We found that 93.3% of neonates in group NO got extubated on table compared to only 60.0% in group O. This finding is of great clinical significance as, in resource-limited setups with a limited number of ventilators and trained personnel, the need for postoperative mechanical ventilation and the associated care can be reduced. In the single-blinded randomized control study by Nagappa et al,21 comparing opioids to OFA in 30 neonates undergoing TEF repair, 60% of the OFA group, compared to 20% of the opioid group were extubated on table. A retrospective study of 48 cases of gastroschisis undergoing repair, there was a significant difference in the need for postoperative ventilation in the OFA group (23%) compared to opioid-based analgesia (88%).22 In another retrospective study of 82 cases undergoing gastroschisis repair, only 14.3% needed postoperative mechanical ventilation compared to 40% of neonates requiring postoperative mechanical ventilation in the opioid group.17 This corroborates our finding that OFA is superior to opioid-based modes of analgesia for early extubation and reduced need for postoperative ventilation.

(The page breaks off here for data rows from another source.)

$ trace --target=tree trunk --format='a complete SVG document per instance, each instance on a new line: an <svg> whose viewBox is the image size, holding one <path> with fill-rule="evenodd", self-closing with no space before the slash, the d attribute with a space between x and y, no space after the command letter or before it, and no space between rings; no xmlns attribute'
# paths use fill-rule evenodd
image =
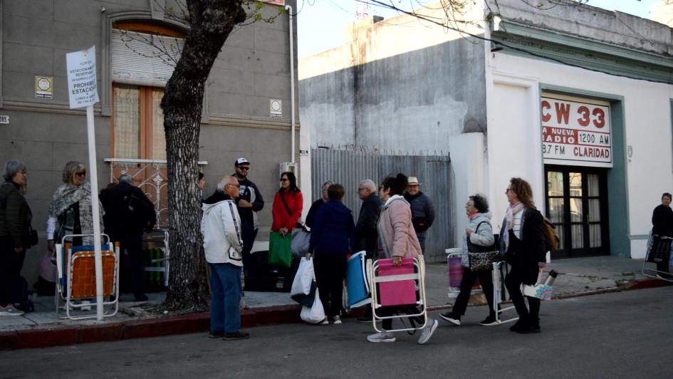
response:
<svg viewBox="0 0 673 379"><path fill-rule="evenodd" d="M185 311L204 309L209 303L197 185L205 83L234 26L246 19L242 1L187 0L187 6L191 28L161 102L171 254L165 305Z"/></svg>

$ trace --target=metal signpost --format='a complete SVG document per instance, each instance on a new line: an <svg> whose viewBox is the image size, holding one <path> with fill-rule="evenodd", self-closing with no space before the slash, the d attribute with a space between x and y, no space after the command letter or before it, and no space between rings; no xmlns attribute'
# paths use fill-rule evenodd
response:
<svg viewBox="0 0 673 379"><path fill-rule="evenodd" d="M96 88L95 46L66 54L68 93L71 109L86 107L89 145L89 177L91 182L91 210L93 216L94 266L96 276L96 318L103 320L103 258L100 252L100 223L98 209L98 175L96 165L93 105L98 102Z"/></svg>

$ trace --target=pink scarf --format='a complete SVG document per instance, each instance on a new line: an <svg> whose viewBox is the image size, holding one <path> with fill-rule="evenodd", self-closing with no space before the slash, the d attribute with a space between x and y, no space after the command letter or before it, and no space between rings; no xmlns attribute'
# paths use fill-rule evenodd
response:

Amongst the neonates who got extubated on table, the mean extubation time in group O was 16.0 mins 45.0 secs±8.0 mins 5.0 secs and in group NO was 9.0 mins 40.0 secs±3.0 mins 3.0 secs. There was a statistically significant difference in the on-table extubation time between group O and group NO. Nagappa et al,21 found that the opioid group had significantly longer intubation periods than the non-opioid group.
Postoperative pain was assessed in both groups at predetermined times using NIPS. We found no statistically significant difference between the pain scores in the opioid and non-opioid groups except at 90 mins where the non-opioid group had a significantly lower pain score (1.8±0.8) compared to opioid group (2.5±1.1). This was of no clinical significance as the analgesic bolus was to be repeated once the pain score is four. Nagappa et al,21 found statistically significant differences in the mean NIPS at 30, 60, 90, 120 150, and 240 min intervals between group fentanyl and group epidural block, with RA technique providing better analgesia. This difference in postoperative analgesia could be because ICNB is only given at the beginning of the surgery in our study. We used ICNB, which is a simple technique not requiring any specific equipment, as it is easy to administer and has less complications. With pain assessment at frequent intervals and top-up given based on pain score, postoperative pain was managed with judicious use of analgesics. Despite extensive literature search, there are not many studies comparing postoperative analgesia between opioid and non-opioid techniques in TEF surgeries.
Our study has some limitations. Preterm neonates or neonates with other associated congenital anomalies were not included and factors other than opioid use could contribute to delayed extubation like preoperative chest condition.
We did not assess the duration of surgery and hemodynamic parameters in the study. NIPS, while easy to assess, is subjective and there could be inter-observer variability.
Conclusion
Neonates undergoing major surgery can receive regional anesthesia with faster extubation and minimal complications. There are also benefits related to the decreased need for muscle relaxants, opioid analgesics, and postoperative ventilator support. This study takes one more step towards bridging the gap in data on OFA in neonates.
Disclosure
The authors declared no conflicts of interest. No funding was received for this study.